C’est important de trouver le « bord du savoir » de l’enfant, de deviner quels peuvent être les liens entre ce que l’enfant sait et les savoirs validés sur un sujet quelconque. On peut alors poser une question ou suggérer : « As-tu essayé ceci ou cela ? », ce qui conduira l’enfant vers ce bord. C’est une chose extraordinaire à observer, parce que c'est prendre en compte tout ce que l’enfant fait ou essaye de faire, ce qu'il réussit, à quoi il s’intéresse. C'est très passionnant d'expérimenter. Cela teste notre intuition sur ce qu’un enfant comprend ou ne comprend pas. (...).
Il y a parfois des enfants qui manquent de confiance en eux-mêmes. Ainsi Roby a vécu un temps très difficile à l’école car il ne savait pas lire ! J’ai découvert par hasard qu’il avait une voix magnifique et qu’il chantait dans la chorale de son église.
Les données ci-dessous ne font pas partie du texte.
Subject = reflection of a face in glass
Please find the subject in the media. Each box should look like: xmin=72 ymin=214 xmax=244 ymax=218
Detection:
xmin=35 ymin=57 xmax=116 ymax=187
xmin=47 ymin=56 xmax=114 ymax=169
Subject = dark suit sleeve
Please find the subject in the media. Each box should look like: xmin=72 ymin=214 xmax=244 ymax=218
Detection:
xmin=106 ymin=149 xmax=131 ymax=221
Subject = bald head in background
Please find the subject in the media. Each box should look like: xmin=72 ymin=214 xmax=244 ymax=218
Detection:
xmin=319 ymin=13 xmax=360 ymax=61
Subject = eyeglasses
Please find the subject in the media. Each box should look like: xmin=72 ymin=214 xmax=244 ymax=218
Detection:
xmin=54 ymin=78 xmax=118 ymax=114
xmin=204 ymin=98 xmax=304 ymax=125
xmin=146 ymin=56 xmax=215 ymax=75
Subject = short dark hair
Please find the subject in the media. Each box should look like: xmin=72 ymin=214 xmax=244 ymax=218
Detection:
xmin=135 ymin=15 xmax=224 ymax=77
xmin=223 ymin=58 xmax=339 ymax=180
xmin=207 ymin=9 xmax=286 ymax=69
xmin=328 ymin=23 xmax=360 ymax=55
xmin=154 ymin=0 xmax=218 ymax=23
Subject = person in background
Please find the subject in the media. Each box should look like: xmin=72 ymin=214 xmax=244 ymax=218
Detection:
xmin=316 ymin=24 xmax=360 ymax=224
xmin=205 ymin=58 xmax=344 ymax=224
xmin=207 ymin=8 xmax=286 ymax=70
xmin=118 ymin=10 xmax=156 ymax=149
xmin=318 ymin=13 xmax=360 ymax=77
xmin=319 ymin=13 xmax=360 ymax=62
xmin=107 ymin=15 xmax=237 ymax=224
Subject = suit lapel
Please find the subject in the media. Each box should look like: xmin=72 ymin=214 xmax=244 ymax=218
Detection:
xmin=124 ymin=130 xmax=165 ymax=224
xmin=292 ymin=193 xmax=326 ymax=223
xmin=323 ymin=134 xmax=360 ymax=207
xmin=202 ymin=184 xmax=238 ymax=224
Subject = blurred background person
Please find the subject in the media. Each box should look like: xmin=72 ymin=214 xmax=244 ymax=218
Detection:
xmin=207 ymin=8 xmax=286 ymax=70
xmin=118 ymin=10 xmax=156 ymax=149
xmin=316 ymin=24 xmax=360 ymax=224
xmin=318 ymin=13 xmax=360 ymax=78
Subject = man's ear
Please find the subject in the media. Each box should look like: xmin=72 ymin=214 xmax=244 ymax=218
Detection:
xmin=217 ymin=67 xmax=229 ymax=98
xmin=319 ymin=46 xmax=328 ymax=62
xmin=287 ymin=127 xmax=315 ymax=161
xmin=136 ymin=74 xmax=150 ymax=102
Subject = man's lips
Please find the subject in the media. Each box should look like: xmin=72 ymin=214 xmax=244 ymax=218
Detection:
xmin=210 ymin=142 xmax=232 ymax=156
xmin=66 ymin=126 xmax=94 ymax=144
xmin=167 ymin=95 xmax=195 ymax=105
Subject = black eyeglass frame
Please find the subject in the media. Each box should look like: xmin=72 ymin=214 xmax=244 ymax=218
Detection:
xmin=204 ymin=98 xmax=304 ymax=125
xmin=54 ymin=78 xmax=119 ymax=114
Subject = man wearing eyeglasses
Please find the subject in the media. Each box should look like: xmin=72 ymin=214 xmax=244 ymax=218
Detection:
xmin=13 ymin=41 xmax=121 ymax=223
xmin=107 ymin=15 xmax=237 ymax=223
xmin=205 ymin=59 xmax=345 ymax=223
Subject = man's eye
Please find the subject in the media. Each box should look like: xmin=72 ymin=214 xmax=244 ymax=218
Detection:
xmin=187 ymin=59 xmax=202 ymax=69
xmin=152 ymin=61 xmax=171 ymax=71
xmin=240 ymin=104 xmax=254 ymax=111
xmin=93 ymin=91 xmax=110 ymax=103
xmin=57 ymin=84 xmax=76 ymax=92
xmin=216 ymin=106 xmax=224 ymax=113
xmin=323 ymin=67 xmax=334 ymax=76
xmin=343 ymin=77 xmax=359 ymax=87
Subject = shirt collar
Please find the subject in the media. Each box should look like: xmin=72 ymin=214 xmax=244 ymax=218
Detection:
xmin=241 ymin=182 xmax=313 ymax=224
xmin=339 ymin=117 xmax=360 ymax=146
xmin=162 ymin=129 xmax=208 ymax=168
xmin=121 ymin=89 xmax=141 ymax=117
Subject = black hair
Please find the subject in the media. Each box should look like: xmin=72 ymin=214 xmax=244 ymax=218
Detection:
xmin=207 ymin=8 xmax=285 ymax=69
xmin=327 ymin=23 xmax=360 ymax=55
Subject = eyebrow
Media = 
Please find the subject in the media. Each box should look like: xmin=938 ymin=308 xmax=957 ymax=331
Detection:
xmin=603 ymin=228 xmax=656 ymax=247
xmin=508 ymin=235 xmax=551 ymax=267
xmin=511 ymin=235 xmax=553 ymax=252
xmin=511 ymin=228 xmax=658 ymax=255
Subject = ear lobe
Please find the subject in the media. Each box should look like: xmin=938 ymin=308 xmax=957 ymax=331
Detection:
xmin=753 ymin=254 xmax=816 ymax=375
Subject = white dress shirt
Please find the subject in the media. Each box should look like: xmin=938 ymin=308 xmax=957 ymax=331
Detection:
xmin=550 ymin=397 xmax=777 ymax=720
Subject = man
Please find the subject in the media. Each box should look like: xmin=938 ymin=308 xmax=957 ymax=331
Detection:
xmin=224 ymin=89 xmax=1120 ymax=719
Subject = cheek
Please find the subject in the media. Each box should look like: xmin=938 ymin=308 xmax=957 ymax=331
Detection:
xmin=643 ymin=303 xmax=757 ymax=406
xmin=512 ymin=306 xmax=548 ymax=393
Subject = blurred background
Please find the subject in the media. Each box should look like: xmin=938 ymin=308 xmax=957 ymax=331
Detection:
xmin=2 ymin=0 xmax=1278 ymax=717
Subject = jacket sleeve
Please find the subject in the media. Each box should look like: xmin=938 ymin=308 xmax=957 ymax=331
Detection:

Personne à l’école ne le savait. Cette reconnaissance lui a donné une certaine stature dans sa classe : on pouvait désormais l'admirer au lieu de penser qu’il était stupide. Nous avons pu en tirer parti pour l'aider à apprendre des choses qu'il n'arrivait pas à apprendre : les rythmes. Un jour, au cours d'un exercice exécuté par Roby, un enfant remarqua : « Cela, c'est différent », et Roby répondit : « Non, c'est la même chose ». C’était bien la même structure de base mais sous une autre forme. Apprendre de Roby qu’il avait une compréhension différente de « la même chose » était éclairant. Si deux types de rythme étaient la même chose pour lui, alors naturellement il avait des difficultés dans une classe où l’enseignant affirme que deux choses ne sont les mêmes que si elles ont exactement les mêmes formes. Roby avait en réalité une compréhension plus profonde de « la même chose ».
Cela m’a beaucoup appris sur Roby. Nous avons commencé à jouer avec des lettres pour illustrer des rythmes plus ou moins courts ou longs, ce qui lui a permis de percevoir la différence des formes. Pour la première fois peut-être, des lettres avaient un sens pour lui. Mais cela a pu se produire parce que d'abord, j’avais découvert qu’il chantait.(...).
Des enseignants, cependant, disent manquer de temps pour rechercher comment chaque enfant pense, parce qu'ils ont 25 ou 30 enfants par classe et qu'ils doivent les préparer à des examens. (...).
B.T : En somme, vous dites que chaque enfant est responsable de l’apprentissage d’un autre, que ce n’est pas seulement l’enseignant qui doit tout faire. Cela dépend plutôt de tout un milieu où l’on serait attentif à la façon d’apprendre des autres. Vous dites aussi : cette démarche demande que nous soyons rigoureux. Vous parlez d'intégrité : les enfants ont de l’intégrité. L’école peut d'une certaine façon décourager cette intégrité en acceptant que des enfants restent sans comprendre même si l’on parvient à leur faire passer des examens. Cela risque de laisser en jachère des potentialités et d'entraver l'avenir de ces enfants.